The Bank of Canada held its monetary policy meeting last Wednesday. As widely expected, the central bank of Canada holds interest rates steady at 1.25%. The central bank cited uncertainty related to trade factors as one of the reasons for keeping interest rates unchanged.
Reiterating the statement from January which was largely unchanged, the central bank said that while it expects more rate hikes in the medium term, some level of accommodation in the monetary policy was required.
The markets viewed the central bank’s statement as being dovish with some noting that the central bank is expected to maintain this dovish stance until trade-related factors give a more clear signal.
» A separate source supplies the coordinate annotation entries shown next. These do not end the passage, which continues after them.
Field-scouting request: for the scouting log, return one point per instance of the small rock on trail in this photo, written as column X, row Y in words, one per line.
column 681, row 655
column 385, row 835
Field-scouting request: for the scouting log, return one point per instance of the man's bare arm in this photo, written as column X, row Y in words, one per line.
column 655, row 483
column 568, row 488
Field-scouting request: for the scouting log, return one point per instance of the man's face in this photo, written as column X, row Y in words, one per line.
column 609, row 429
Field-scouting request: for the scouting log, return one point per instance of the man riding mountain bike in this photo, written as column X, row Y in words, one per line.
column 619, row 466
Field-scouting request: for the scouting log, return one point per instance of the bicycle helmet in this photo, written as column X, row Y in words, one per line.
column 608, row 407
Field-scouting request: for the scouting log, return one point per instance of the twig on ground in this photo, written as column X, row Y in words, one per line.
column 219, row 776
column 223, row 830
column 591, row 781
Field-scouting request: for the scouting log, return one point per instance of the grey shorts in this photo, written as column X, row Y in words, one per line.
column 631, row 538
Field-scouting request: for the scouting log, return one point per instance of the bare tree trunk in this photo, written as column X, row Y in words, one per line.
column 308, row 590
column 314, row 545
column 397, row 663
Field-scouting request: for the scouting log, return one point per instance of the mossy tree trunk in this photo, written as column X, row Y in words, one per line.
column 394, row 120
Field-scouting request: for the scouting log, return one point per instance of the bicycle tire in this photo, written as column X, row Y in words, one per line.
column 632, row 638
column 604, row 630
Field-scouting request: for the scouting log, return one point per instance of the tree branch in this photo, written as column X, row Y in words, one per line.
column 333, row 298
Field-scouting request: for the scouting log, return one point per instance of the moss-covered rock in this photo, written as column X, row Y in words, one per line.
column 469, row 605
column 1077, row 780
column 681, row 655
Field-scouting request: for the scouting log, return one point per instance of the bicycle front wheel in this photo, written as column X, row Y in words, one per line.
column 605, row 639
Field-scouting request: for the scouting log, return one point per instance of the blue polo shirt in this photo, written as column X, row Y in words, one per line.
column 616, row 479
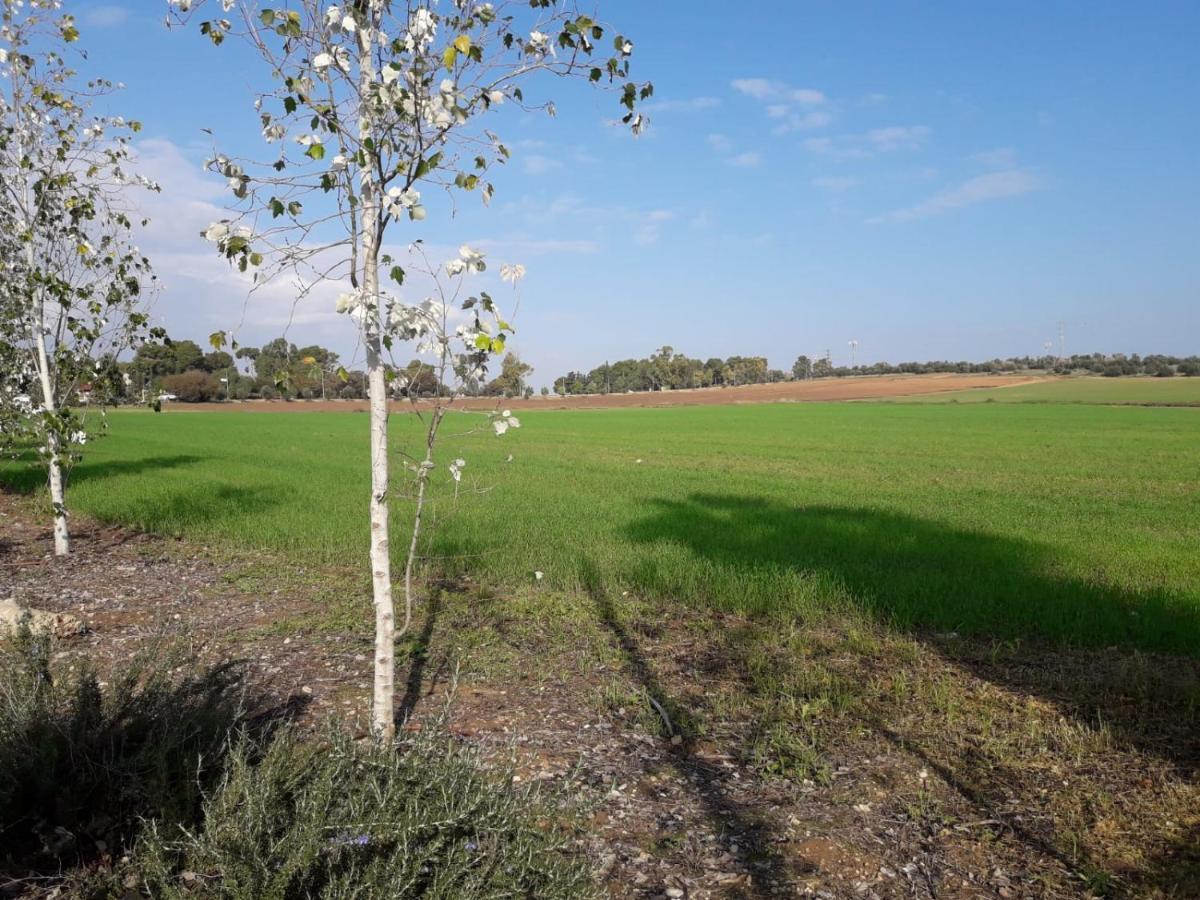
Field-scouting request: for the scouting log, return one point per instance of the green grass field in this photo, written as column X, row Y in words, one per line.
column 1083, row 389
column 1075, row 523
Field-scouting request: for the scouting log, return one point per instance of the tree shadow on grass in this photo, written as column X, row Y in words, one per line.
column 924, row 577
column 712, row 785
column 24, row 474
column 419, row 659
column 912, row 573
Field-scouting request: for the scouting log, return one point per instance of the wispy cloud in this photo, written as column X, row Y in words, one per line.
column 871, row 143
column 982, row 189
column 539, row 165
column 835, row 184
column 651, row 228
column 898, row 137
column 720, row 143
column 793, row 108
column 690, row 105
column 777, row 91
column 1002, row 157
column 748, row 160
column 107, row 16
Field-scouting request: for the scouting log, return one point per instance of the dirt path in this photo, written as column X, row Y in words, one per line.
column 826, row 389
column 964, row 786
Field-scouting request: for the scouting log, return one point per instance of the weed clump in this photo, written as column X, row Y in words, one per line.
column 82, row 763
column 339, row 819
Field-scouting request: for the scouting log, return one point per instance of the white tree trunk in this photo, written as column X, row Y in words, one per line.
column 53, row 445
column 383, row 715
column 58, row 498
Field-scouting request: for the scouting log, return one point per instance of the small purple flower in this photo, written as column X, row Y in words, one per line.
column 359, row 840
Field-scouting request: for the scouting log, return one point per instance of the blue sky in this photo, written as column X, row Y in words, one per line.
column 934, row 180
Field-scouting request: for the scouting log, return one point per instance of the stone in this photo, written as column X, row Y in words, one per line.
column 58, row 623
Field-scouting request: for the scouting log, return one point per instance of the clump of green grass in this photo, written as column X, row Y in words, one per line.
column 1066, row 522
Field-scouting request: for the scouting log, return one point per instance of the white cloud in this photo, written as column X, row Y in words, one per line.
column 835, row 184
column 107, row 16
column 898, row 137
column 539, row 165
column 873, row 143
column 792, row 107
column 777, row 91
column 691, row 105
column 720, row 143
column 1002, row 157
column 993, row 186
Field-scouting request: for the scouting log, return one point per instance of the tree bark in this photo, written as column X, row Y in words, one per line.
column 53, row 444
column 383, row 715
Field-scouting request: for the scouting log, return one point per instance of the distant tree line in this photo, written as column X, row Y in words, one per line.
column 279, row 370
column 667, row 370
column 1111, row 365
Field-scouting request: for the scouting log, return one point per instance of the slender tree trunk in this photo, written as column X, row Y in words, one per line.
column 58, row 499
column 383, row 715
column 53, row 444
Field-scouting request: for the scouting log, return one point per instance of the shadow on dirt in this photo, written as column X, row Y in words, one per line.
column 712, row 785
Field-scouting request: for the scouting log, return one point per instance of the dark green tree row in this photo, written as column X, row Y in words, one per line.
column 667, row 370
column 1111, row 365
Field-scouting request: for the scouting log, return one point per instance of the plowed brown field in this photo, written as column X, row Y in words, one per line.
column 827, row 389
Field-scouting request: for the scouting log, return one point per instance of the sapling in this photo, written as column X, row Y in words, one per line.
column 369, row 105
column 71, row 281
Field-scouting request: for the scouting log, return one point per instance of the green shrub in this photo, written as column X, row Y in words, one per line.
column 82, row 766
column 339, row 819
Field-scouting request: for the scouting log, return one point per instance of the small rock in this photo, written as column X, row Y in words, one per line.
column 60, row 624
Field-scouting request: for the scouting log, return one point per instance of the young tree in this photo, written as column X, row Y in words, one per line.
column 70, row 279
column 385, row 100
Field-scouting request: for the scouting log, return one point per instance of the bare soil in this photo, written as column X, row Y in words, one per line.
column 825, row 389
column 801, row 760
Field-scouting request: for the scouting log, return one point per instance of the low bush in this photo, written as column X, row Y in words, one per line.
column 83, row 765
column 159, row 784
column 339, row 819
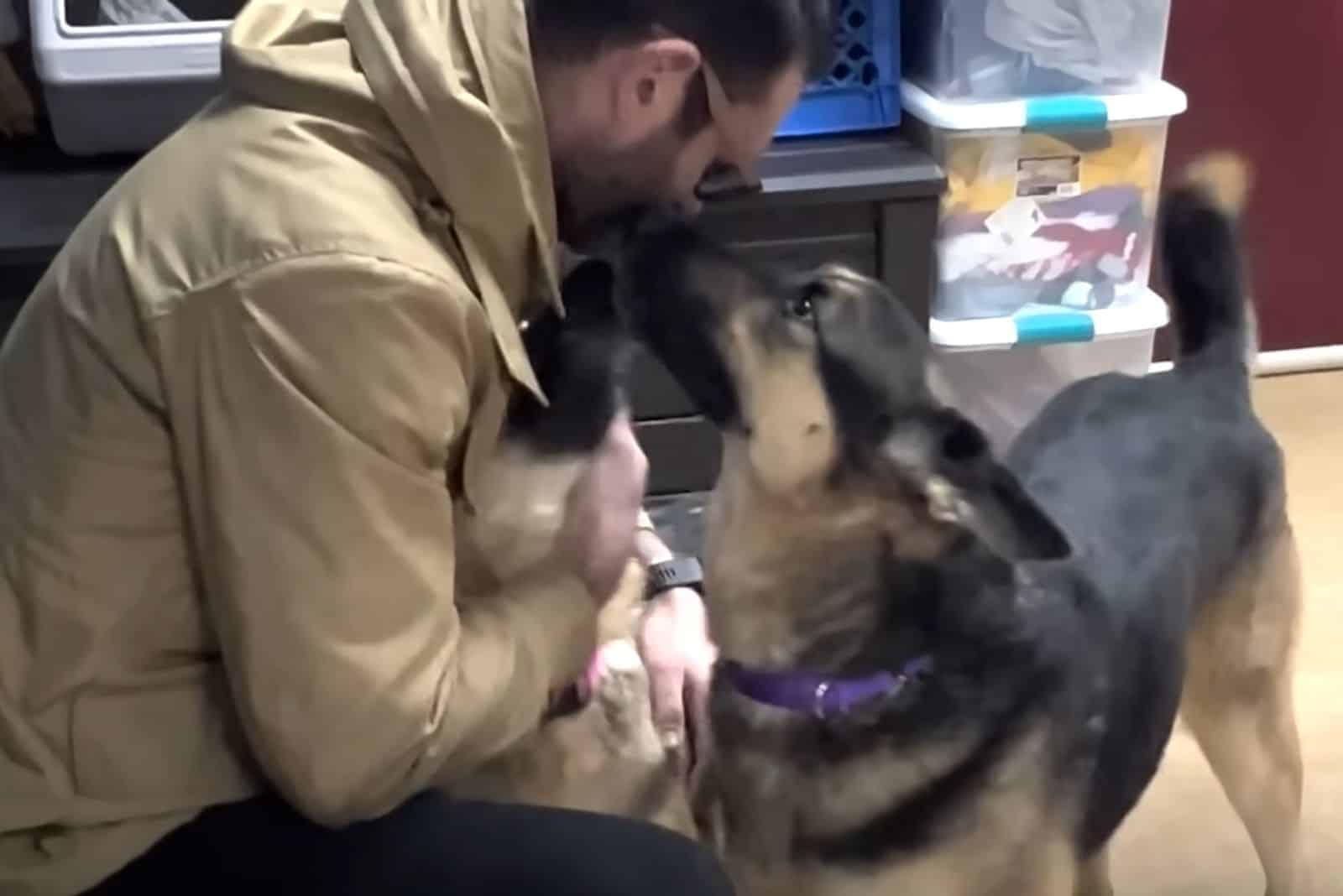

The Bank of Canada hiked interest rates three times since the first rate hike in July. Initially, the markets were hawkish in the pace of rate hikes, but this expectation diminished as the trade talks pertaining to NAFTA and a recent stretch of weak economic indicators dampened the outlook.
The Canadian dollar was also hit by the uncertainty especially on renewed threats from President Trump’s proposed protectionist views. Acknowledging the influence of policy decisions in the U.S. to which the export markets in Canada are heavily exposed to, the central bank, in its monetary policy statement noted that “trade policy developments are an important and growing source of uncertainty for the global and Canadian outlooks.”
Last week, President Trump announced that he would impose global tariffs on steel and aluminum imports which quickly sparked off strong reactions from the international markets. On Canada, Trump said that it could get a better deal if it agrees to the U.S. terms as it renegotiates the North American Free Trade Agreement or NAFTA.
Canada is lobbying to get an exemption on export tariffs to the United States.
Trade deficit narrows to 1.91 billion
In a separate report, Statistics Canada reported that Canadian exports and imports had fallen sharply in January. This marked a continuous run of disappointing economic data for the region which comes mostly on account of the uncertainty from trade talks.